November 8, 2011 at 3:54 am
Hi,
I'd be very grateful if someone could help me with this, I do hope someone can 🙂 I'll try and provide as much info as possible so to avoid confusion as to what my question is.
Client requirement: Client has a table that holds articles in one column, think of them as digital newspaper articles. They have a search webpage to find articles that match the user's keywords. Along with this search functionality the user can specify the proximity that the keywords must be from each other to qualify. Basically how many words (not characters) one word must be from the other to return true.
Search Example: If the user specifies 5 words apart and enters the search term as 'search word', then the query should return all rows where an article contains the words 'search' and 'word' and they are no more than 5 words apart.
Result example
True because only 2 words apart from each other: 'This is a search that has word in it'
False because 7 words apart from each other: 'The search will not come out true because the word is more than 5 words apart.'
Added complexity 1: This seems reasonable enough however there is the added complexity that you could have more than two search keywords, in which case they must all be within the specified word proximity.
Added complexity 2: The whole article must be searched not just the first occurance of a keyword.

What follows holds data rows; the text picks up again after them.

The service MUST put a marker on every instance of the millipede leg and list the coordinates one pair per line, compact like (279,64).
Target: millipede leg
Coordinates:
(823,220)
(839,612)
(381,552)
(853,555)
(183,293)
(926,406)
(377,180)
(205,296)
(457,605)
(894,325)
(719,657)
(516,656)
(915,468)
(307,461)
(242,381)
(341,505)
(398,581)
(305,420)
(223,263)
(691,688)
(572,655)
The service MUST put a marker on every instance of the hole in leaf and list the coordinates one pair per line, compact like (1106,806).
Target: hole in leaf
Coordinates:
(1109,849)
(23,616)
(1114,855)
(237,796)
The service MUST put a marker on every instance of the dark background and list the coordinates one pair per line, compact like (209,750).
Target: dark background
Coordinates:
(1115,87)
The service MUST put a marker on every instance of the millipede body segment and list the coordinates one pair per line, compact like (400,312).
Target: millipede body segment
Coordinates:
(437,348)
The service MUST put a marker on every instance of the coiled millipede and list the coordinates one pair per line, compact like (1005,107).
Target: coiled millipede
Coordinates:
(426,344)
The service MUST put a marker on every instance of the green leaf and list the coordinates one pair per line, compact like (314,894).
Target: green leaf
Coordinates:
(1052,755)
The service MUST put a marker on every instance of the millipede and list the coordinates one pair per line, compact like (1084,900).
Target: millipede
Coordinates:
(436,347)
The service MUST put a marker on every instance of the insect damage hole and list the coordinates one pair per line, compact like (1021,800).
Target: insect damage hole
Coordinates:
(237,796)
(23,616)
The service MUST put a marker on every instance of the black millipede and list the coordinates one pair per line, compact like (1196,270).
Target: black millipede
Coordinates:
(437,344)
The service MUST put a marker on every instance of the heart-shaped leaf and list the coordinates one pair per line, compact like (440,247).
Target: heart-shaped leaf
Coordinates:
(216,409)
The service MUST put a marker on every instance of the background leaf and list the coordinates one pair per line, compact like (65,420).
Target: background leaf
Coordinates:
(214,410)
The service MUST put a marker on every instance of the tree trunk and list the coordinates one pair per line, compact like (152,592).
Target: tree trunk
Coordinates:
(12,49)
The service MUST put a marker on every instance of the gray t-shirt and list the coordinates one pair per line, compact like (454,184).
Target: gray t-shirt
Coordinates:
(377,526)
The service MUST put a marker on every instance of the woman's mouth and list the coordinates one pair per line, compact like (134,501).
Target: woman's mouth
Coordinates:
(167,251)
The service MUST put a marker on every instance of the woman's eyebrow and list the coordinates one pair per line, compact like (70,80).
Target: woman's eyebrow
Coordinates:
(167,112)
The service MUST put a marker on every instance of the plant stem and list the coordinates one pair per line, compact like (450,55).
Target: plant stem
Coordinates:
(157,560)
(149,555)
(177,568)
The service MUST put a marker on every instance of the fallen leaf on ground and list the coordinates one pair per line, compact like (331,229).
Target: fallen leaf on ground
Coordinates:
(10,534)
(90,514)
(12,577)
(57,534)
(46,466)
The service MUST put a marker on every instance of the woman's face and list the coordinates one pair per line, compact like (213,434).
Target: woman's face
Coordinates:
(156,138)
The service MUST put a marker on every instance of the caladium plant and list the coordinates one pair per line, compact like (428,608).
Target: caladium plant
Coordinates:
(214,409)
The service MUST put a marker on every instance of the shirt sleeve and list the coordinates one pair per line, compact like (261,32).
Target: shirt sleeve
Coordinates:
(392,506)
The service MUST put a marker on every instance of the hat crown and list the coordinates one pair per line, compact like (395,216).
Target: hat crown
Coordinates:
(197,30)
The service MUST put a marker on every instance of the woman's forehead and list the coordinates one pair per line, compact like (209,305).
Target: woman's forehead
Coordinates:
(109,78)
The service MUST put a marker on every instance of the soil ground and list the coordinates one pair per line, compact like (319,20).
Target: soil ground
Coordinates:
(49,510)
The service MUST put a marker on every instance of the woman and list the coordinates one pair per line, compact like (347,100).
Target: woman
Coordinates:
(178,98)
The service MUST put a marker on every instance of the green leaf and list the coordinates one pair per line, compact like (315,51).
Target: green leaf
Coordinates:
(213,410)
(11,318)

i.e. if we use the example:
Search keyword: 'search word' within 5 words...
Article: 'The search will not come out true because the word is more than 5 words apart. But this is a search that has word in it.'
The above is true because the second sentence contains the keywords within 5 words proximity even if the first sentence did not.
I know that Full Text Search has the ability to use the operator NEAR however in 2008 you can not set a proximity limit that the words must be from each other. I know that 2012 does but because I am running on 2008 I need to find a way to programatically do this.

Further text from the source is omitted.